La Via Romana agli Dei
Le illusioni e gli inganni dei tentativi di restaurazione dell'antica religione romana
- Anno: 2025
- Autore/i: a cura dell'A.R.Q. gruppo di studiosi religiosi tradizionali dell'Associazione Romània Qvirites coordinati da L.M.A. Viola
- Catalogo: Victrix
- Argomento: Storia delle religioni
- ISBN: 978-88-88646-56-6
- ISSN:
Questo libro dà seguito all’esame approfondito dell’origine e dello sviluppo storico di ciò che si è convenuto definire “tradizionalismo romano”. L’ente che cura queste pagine ha trattato in particolare i molteplici aspetti che hanno costituito il fondamento dottrinale di questo fenomeno postmoderno, e anche lo sviluppo storico del residuo “tradizionalismo” nel corso degli ultimi quarant’anni. Il testo attuale si occupa invece del “tradizionalismo romano” dal punto di vista operativo, ovvero descrive come questo fenomeno si è organizzato per tentare di ricostituire la pratica dell’antica religione romana nel tempo attuale. L’orientamento “tradizionalista” romaneggiante ha dato vita a diversi impulsi “ricostruzionistici” e a tentativi di “ricollegamento” alla tradizione religiosa di Roma, ciascuno dei quali presenta molteplici irregolarità, discostandosi i vari approcci da ciò che era effettivamente la religione di Roma. Nell’esame che verrà svolto si potrà osservare come si siano succedute diverse fasi nel tentativo di definire la “Via Romana agli Dei”, fasi nelle quali vi sono state progressive trasformazioni del “tradizionalismo romano”, fino ai tentativi svolti dal 2010 ad oggi, volti ad unificare i più disparati approcci finalizzati alla riattualizzazione della religione romana.
Il deterioramento del “tradizionalismo romano” del primo periodo in senso pseudotradizionalistico e poi, attualmente, in senso neospiritualistico, si può ritrovare allo stesso modo nelle fasi in cui si è cercato di dare corpo a un vero e proprio percorso religioso/spirituale al Divino secondo il modo romano.
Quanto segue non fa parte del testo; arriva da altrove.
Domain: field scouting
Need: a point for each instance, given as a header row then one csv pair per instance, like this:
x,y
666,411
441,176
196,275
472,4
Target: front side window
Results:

Dopo il 2009, in scia alle due fazioni rivali del “tradizionalismo romano” storico, alcune personalità hanno costituito diversi gruppetti, enti ed iniziative che, affannosamente e sempre più favoriti dalle tecnologie della comunicazione e dai social network, hanno cercato di accreditarsi come “tradizionalisti”, utilizzando metodi sempre più aggressivi e non facendosi scrupolo di nulla per farsi strada e acquisire, nel marasma delle iniziative che caratterizza questo ambiente, la propria visibilità. Ognuna delle ultime comparse ha tentato di emergere come uno degli enti più rappresentativi, persino il migliore fra tutti gli altri, questo risultato è stato perseguito anche attraverso la manipolazione della storia, la ricostruzione di fantasiose genealogie risalenti ad origine remote, autoattribuzioni di titoli e capacità religiose o sacerdotali di ogni genere, determinando così un fenomeno assai artefatto, incentrato sull’apparenza e lontano dalla realtà e dall’essere effettivo. La ricerca ricostruzionistica è sfociata anche nell’elaborazione di una pratica operativa, creando rivalità e condotte aggressive, senza esclusione di colpi nei confronti di tutti i diversi gruppetti dell’ultima generazione pseudotradizionalista, ma anche verso le formazioni storiche costituite da più lungo tempo.